In Support of Berkeley's AHO
Berkeley, California is considering an Affordable Housing Overlay, and I helped review their proposal in partnership with A Better Cambridge. Their proposal clearly takes lessons and inspiration from Cambridge's effort, and I believe would be a great tool in their toolbox as they move forward. A Better Cambridge sent a letter in support of their effort, which is reproduced below.
Congratulations to Berkeley on their efforts!
Dear Berkeley City Councillors,
We write to you from Cambridge, Massachusetts, where we were some of the leading advocates for Cambridge’s recently-passed 100% Affordable Housing Overlay. Cambridge’s AHO, like the proposal before you, was designed to expand opportunities for community development corporations to purchase and develop new sites as 100% affordable housing. Seven months after it has passed, there are already over three hundred new units of affordable housing in the AHO development pipeline. We are excited to learn that Berkeley is considering moving forward with a similar zoning provision, and want to express our support.
In Cambridge, there were three important elements of our Affordable Housing Overlay:
By-right permitting: Known as “ministerial approval” in California, Cambridge’s 100% Affordable Housing Overlay focused explicitly on allowing developments without a discretionary approval process. These discretionary approval processes have been a major issue in establishing sites as viable for development of affordable housing. Due to complex funding packages which involve a variety of local, state, and federal funding sources, affordable housing is completely dependent on having fixed timelines, and setting a fixed standard that all developers can follow is crucial to allowing the reliability to allow development of such sites.

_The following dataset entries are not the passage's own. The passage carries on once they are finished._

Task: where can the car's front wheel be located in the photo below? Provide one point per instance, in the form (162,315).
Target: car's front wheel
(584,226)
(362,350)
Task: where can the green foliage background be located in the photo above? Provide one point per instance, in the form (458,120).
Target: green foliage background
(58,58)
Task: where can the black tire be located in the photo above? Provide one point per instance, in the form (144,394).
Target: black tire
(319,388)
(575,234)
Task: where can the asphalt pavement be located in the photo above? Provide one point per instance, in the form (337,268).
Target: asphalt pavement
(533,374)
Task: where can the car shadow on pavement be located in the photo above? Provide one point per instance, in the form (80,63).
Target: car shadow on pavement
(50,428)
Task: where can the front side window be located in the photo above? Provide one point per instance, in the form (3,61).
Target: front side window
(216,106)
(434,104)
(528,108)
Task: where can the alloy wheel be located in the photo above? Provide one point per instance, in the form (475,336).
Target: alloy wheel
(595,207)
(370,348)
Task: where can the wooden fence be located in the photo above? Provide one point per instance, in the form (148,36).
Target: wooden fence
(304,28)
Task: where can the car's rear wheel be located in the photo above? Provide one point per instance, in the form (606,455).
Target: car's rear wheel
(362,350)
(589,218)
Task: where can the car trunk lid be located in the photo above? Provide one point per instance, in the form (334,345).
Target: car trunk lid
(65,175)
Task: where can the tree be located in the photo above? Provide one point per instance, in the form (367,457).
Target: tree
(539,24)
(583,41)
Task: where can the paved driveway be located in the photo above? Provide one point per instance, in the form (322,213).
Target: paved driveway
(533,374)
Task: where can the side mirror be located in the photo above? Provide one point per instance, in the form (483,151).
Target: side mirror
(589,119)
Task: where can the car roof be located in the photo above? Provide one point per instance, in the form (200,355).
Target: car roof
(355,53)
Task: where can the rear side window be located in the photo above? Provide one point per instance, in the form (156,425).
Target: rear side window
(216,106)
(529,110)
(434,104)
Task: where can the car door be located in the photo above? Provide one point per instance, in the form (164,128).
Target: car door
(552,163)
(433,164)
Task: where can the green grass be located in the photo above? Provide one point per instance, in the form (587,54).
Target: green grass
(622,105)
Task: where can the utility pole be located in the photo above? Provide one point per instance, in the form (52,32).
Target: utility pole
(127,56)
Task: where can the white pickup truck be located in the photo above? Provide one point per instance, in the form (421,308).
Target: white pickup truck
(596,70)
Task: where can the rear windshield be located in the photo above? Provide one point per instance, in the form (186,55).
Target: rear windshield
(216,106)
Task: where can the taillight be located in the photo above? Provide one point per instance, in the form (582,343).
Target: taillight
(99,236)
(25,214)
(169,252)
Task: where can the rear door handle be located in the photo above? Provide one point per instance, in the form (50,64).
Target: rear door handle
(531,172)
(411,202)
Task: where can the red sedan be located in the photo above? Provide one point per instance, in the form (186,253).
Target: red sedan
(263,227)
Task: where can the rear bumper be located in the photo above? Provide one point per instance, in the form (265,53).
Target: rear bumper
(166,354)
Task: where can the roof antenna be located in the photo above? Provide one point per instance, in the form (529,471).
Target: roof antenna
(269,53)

Significant density bonus: In high-demand markets like Cambridge and Berkeley, affordable housing developers are facing extreme competition for sites. In practice, this means that the gap between the purchase price a market rate developer and an affordable housing developer can pay to develop the same number of units makes it completely impractical to acquire new sites for development. Under Cambridge’s Affordable Housing Overlay, developers have a significant density bonus over market rate developers, which allows for competitive site acquisition.
City-wide applicability: Historically, affordable housing has been heavily concentrated in areas which are seen as less desirable. In Cambridge, there is a strong alignment of deed-restricted housing with areas of the city which are historically “redlined”, or former industrial areas that previously were not open to housing at all. In practice, this means that residents of deed-restricted housing often have lower access to high-opportunity neighborhoods, and this lack of access creates an on-going disparate impact on these residents. In order to open up access to these high-opportunity neighborhoods for affordable housing opportunities, it is necessary to ensure that affordable housing can be built everywhere, which means a consistent, citywide standard that can correct for these historical inequities in affordable housing placement.
Having reviewed Berkeley’s proposed Affordable Housing Overlay, we believe that it meets all three of these requirements. It ensures approvals are ministerial, avoiding costly and problematic delays in permitting; it provides significant density bonuses over market rate housing; and it applies citywide.
We look forward to Berkeley setting an example for other California cities in making changes that will help provide for greater opportunities for affordable housing citywide. Congratulations on bringing this forward, and we look forward to its quick passage!